The stationary distribution still has to be computed, and the web is enormous.

Why not Gaussian elimination

Solving $s = sG$ as a linear system by Gaussian elimination costs on the order of $M^3$ for $M$ equations in $M$ unknowns. That is polynomial time, but for $M = 10$ billion, $M^3 = (10^{10})^3 = 10^{30}$ operations — hopeless even on a fast computer.

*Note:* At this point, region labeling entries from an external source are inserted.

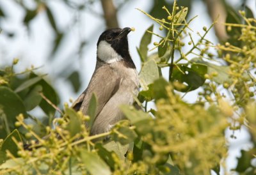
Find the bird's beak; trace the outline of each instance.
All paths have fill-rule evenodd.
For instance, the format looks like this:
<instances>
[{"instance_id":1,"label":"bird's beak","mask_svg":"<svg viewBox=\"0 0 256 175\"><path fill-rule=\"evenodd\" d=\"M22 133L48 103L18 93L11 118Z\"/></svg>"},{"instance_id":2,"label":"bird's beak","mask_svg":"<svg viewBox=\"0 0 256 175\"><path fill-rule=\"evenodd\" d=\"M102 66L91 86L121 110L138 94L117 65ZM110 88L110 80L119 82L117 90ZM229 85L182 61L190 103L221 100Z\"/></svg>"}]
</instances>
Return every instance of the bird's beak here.
<instances>
[{"instance_id":1,"label":"bird's beak","mask_svg":"<svg viewBox=\"0 0 256 175\"><path fill-rule=\"evenodd\" d=\"M118 37L119 38L122 38L124 36L127 36L128 33L130 33L132 30L130 27L125 27L122 29L121 33L118 34Z\"/></svg>"}]
</instances>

The better approach uses the fact that the chain converges to its stationary distribution. We do not need an exact solution, only an approximate one.

The iteration

Let $t$ be an initial probability (row) vector — the pmf at time $0$. It could be $(1, 0, 0, \ldots)$ (always start at page 1) or $(\tfrac{1}{M}, \ldots, \tfrac{1}{M})$ (start at a uniformly random page); any starting distribution works. Multiplying a distribution on the right by $G$ advances it one step:

$$t,\quad tG,\quad tG^2,\quad tG^3,\quad \ldots,\quad tG^n \xrightarrow{\;n\to\infty\;} \text{stationary distribution}.$$

Running for $n$ steps gives $tG^n$, which converges to the stationary distribution — the PageRank vector — regardless of the starting point. In practice no one knows exactly how long to run such a complicated chain (the mixing-time questions are genuinely hard and not well understood here); people run it as long as they can, or until the vector looks stabilized, and take that as the approximate answer.

Why each step is cheap

The multiplication $tG$ looks daunting but splits into two easy pieces:

$$tG = \alpha\,(tQ) + (1 - \alpha)\,\frac{tJ}{M}.$$

So one step is a sparse matrix-vector product plus a uniform vector — far cheaper than Gaussian elimination. Use $tG$ as the new $t$, repeat to get $tG^2, tG^3, \ldots$; the limit is the stationary distribution, which is the PageRank vector.

The essence of PageRank

A non-reversible Markov chain whose stationary distribution scores pages, made well-behaved by teleportation and computed efficiently by power iteration rather than by solving a $10$-billion-by-$10$-billion linear system. This is, as far as Blitzstein knows, in the spirit of how Google originally did it — and the end of the Markov chains unit.